Compound 6: IR ν KBr (cm^-1): 3159, 3012, 2980, 1576, 1498, 1453, 1433, 1211, 994, 748, 697, 523, 325, 315; ¹H-NMR (400 MHz; DMSO-d₆) δ: 2.08 (m, 2H, CH₂); 3.03 (sl, 4H, CH₂NH); 4.14 (sl, 4H, CH₂Ph); 7.44; 7.56 (2d, 10H, Ph); Anal. Calcd. for C₁₇H₂₂N₂Cl₂Pt·4H₂O: C: 34.46; H: 5.10; N: 4.72; found: C: 34.60; H: 4.67; N: 4.84.

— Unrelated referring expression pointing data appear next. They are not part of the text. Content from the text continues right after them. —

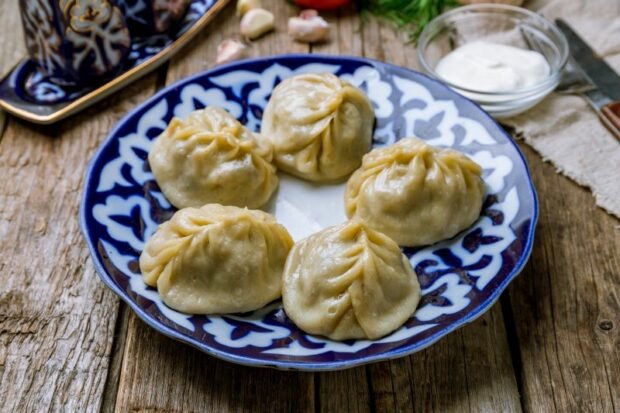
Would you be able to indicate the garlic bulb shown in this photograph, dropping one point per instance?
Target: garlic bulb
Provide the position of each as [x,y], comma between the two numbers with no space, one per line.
[244,6]
[309,27]
[230,50]
[256,22]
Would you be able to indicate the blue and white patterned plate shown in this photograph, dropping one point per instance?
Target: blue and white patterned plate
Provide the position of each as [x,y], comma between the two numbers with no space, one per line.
[460,278]
[29,94]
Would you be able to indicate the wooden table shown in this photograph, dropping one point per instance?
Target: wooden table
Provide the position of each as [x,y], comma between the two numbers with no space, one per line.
[552,343]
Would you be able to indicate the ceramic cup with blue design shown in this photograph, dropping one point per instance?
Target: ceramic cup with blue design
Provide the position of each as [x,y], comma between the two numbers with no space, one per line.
[75,41]
[145,17]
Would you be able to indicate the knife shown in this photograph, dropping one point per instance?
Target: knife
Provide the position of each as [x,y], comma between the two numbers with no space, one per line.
[604,97]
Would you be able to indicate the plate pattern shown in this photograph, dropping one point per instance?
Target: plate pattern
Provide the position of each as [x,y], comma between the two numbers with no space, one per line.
[40,88]
[460,278]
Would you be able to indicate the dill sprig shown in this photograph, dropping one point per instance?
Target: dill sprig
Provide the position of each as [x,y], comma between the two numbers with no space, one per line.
[410,15]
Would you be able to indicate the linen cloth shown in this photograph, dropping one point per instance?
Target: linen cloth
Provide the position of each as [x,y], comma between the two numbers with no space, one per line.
[564,129]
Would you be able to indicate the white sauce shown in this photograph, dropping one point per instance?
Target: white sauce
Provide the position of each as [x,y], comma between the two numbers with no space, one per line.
[492,67]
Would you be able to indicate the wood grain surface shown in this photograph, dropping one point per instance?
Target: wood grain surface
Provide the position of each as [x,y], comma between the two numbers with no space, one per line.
[68,344]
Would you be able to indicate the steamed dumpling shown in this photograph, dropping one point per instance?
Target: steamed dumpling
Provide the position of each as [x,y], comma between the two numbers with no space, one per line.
[349,282]
[320,126]
[216,259]
[415,193]
[211,158]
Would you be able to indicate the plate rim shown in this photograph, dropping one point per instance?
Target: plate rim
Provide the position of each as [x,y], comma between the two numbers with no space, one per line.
[484,306]
[116,83]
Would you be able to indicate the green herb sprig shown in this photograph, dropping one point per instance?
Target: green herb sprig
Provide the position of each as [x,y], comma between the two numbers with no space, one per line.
[411,15]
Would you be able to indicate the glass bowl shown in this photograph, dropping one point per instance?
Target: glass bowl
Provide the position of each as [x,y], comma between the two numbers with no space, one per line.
[509,25]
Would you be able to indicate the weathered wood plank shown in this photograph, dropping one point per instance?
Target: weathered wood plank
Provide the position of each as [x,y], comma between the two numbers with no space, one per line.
[566,303]
[193,381]
[56,318]
[11,43]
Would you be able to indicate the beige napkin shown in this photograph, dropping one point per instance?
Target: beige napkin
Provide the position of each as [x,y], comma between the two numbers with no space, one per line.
[564,129]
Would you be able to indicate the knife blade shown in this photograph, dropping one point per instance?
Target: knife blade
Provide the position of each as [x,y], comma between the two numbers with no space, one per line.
[604,97]
[594,67]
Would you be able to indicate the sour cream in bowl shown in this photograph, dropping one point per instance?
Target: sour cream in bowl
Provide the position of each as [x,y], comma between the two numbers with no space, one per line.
[507,59]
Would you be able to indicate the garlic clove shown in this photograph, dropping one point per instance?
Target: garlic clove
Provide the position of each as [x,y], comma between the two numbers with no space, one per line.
[244,6]
[229,50]
[309,27]
[255,23]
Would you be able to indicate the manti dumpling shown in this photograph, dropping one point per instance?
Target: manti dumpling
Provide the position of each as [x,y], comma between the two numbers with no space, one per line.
[211,158]
[415,193]
[320,126]
[216,259]
[349,282]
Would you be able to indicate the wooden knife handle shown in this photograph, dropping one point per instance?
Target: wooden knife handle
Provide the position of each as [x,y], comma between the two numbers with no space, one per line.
[610,116]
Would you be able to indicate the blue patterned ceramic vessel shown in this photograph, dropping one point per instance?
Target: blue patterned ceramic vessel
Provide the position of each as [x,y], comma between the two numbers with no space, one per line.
[29,91]
[460,278]
[75,41]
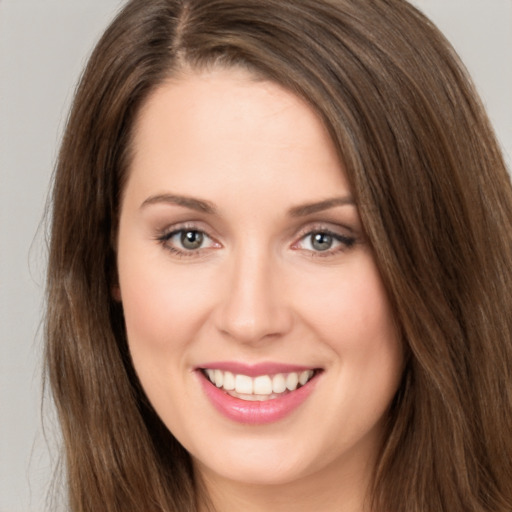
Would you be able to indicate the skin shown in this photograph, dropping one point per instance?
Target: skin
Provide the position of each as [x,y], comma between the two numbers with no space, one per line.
[257,290]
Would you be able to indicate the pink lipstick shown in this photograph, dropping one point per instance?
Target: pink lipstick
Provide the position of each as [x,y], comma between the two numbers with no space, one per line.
[256,394]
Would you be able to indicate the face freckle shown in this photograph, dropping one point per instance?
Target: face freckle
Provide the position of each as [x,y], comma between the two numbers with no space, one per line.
[241,258]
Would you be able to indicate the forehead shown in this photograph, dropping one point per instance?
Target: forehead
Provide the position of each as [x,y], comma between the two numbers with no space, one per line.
[226,126]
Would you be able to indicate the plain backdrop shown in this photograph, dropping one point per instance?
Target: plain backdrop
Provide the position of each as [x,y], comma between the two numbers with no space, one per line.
[43,47]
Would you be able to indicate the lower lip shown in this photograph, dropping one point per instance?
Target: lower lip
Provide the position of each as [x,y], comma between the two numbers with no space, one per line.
[255,413]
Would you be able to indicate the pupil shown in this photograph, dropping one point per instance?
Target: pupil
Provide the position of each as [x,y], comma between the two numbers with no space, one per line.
[322,241]
[191,239]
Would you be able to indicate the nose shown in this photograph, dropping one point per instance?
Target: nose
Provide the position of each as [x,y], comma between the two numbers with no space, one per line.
[254,305]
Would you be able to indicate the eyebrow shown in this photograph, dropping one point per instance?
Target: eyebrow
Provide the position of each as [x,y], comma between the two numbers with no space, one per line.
[208,207]
[310,208]
[188,202]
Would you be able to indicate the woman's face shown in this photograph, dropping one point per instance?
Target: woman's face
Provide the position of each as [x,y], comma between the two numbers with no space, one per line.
[256,317]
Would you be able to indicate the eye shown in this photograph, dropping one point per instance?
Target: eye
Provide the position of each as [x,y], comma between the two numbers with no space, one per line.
[324,241]
[191,240]
[186,241]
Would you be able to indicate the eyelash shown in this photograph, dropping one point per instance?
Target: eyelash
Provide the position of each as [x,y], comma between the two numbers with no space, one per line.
[346,242]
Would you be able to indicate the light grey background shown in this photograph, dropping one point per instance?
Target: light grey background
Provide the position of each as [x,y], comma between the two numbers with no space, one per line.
[43,46]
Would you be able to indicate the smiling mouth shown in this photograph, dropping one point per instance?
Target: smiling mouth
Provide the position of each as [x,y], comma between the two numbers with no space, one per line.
[261,387]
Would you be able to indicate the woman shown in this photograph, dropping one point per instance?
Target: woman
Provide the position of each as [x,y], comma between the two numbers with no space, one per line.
[279,271]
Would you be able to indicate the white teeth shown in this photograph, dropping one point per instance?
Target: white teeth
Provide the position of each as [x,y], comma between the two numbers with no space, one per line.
[305,376]
[229,381]
[279,383]
[243,385]
[262,387]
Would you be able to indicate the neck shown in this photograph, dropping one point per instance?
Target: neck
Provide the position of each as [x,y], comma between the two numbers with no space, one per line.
[329,490]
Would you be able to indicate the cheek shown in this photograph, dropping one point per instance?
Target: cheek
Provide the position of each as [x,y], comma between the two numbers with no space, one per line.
[163,306]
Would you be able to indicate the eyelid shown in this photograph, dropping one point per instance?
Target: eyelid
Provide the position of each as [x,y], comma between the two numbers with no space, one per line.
[163,237]
[344,241]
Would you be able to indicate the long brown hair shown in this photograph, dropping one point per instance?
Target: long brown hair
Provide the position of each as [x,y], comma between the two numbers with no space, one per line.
[434,197]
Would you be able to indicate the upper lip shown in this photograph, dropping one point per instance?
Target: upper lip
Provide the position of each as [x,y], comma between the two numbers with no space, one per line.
[253,370]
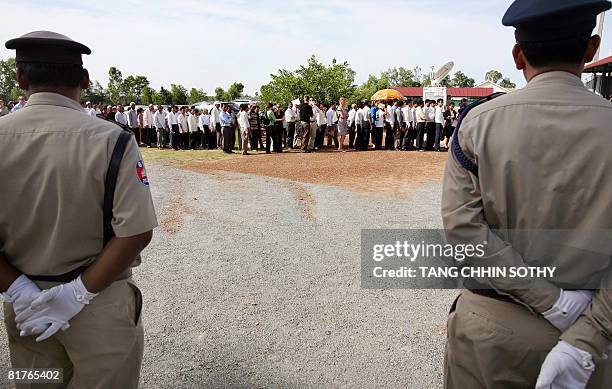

Compound 7: IR ν KBr (cm^-1): 3229, 3208, 3127, 3049, 2953, 1596, 1529, 1450, 1352, 1140, 1048, 813, 736, 702, 472, 324; ¹H-NMR (400 MHz; DMSO-d₆) δ: 1.71 (m, 2H, CH₂); 2.64; 2.66 (2t, 4H, CH₂NH₂, CH₂NH); 3.94; 4.44 (2sl, 2H, H7, H7’); 5.15; 6.42 (2sl, 3H, NH₂, NH); 7.68 (sl ,1H, H5); 8.08; 8.22 (2d, 2H, H4, H6, J_4-5= J_5-6= 6.8 Hz); 8.51 (s, 1H, H2); ¹³C-NMR (100 MHz, DMSO-d₆) δ: 23.10; 42.52; 49.19; 58.13 (CH₂); 122.74; 125.24; 125.26; 129.46; 137.25; 147.38 (Ph); ¹⁹⁵Pt-NMR (86 MHz, DMSO-d₆) δ: - 2241; Anal. Calcd. for C₁₀H₁₅N₃Cl₂O₂Pt ·H₂O: C: 24.34; H: 3.44; found: C: 24.46; H: 2.94.

Conclusions

This work describes the synthesis and characterization of new platinum(II) complexes obtained from derivatives of 1,3-propanediamine, used as ligands. All the complexes were fully characterized and their biological properties are being investigated to determine their possible use as anticancer agents.